A big thanks to Chris and Gerald for helping make the whole thing go off so smoothly and for being good company too. It seemed very fitting to be in Wales, reading out the chapter about holidays in Wales, and trying really hard to pronounce the placenames correctly. I really like Wales. And I even got the chance to have a touristy wander around the redeveloped Bay area. I saw the Norwegian Church and the Welsh Assembly building (with a single policeman on guard outside), and a lovely cormorant and some coots, and on points, I decided that the new Cardiff looks lovely. I really had trouble remembering what it was like before. I wonder if the locals like it as much as I do?

Monday, February 02, 2009

And now, the weather

Props to Paul for bringing this superb, weather-related local news story to my attention. (You should really view it on his own blog, which is here. I hope you don't mind me spreading the love, ie. borrowing your timely grabs, Paul.)

Fig. 1
Handiwork by Nottingham resident in last night's snow, captured on the aptly "frozen" Old Market Square webcam on BBC website:



Fig. 2
Amended image this morning on same website. Stalin would have been proud.

Jurassic Park!

It's a sad day*. Scientists have failed to clone an extinct goat. The Big Idea was to bring the Pyrenean ibex back to life. Once a resident of the mountain ranges of the Iberian peninsula, it died out in 2000, but luckily they had one in the freezer called Celia and used skin cells taken from her ear to make a new one. Unfortunately, according to the story in today's Independent, "the newborn kid resulting from the cloning attempt died within minutes of birth as a result of breathing difficulties."

Previous attempts to clone the ibex from skin cells stored in liquid nitrogen failed in 2003 with two pregnancies that ended prematurely during the first two months.But they're nothing if not tenacious, these cloning enthusiasts at the University of Zaragoza in northern Spain, and all is not lost: "The cloning and pregnancy using the egg cells of domestic goats, which also acted as surrogate mothers, demonstrated that it may one day be possible to bring back extinct species with the help of closely related animals which have not died out." Hooray!

Here comes the science bit: the latest attempt involved the creation of 439 ibex-goat hybrid cloned embryos made by inserting the cell nuclei of the ibex's skin cells into the egg cells of domestic goats which had their own cell nuclei removed. Of these cloned embryos, 57 were transferred into surrogate mothers and seven resulted in pregnancies, but only one goat gave birth and the newborn clone died after seven minutes as a result of lung deformities. (I bet they were on a giddy high for those seven minutes, sweating and cackling at the tops of their voices, shouting, "It's alive! It's a-live!" as lightning flashed overhead.)

I've scanned the article and it doesn't even say that the cloning experiment may be the first step towards curing all known diseases, as it usually does. They seem to be doing it for its own sake. At least they're honest.
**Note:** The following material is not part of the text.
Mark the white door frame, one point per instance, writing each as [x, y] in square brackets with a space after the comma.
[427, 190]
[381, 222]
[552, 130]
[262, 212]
And here's the best bit: "The failure of the experiment is a setback for scientists who believe it may be possible to use cloning technology to bring back more exotic species, such as the mammoth and the thylacine or Tasmanian tiger."

Paging Dr Hammond! Paging Dr Hammond! (I hope they kept a few of Michael Crichton's ear cells in the fridge.)

*It's a sad day because I have to read the Independent, as it appears to be the only newspaper they offer at the hotel I'm in.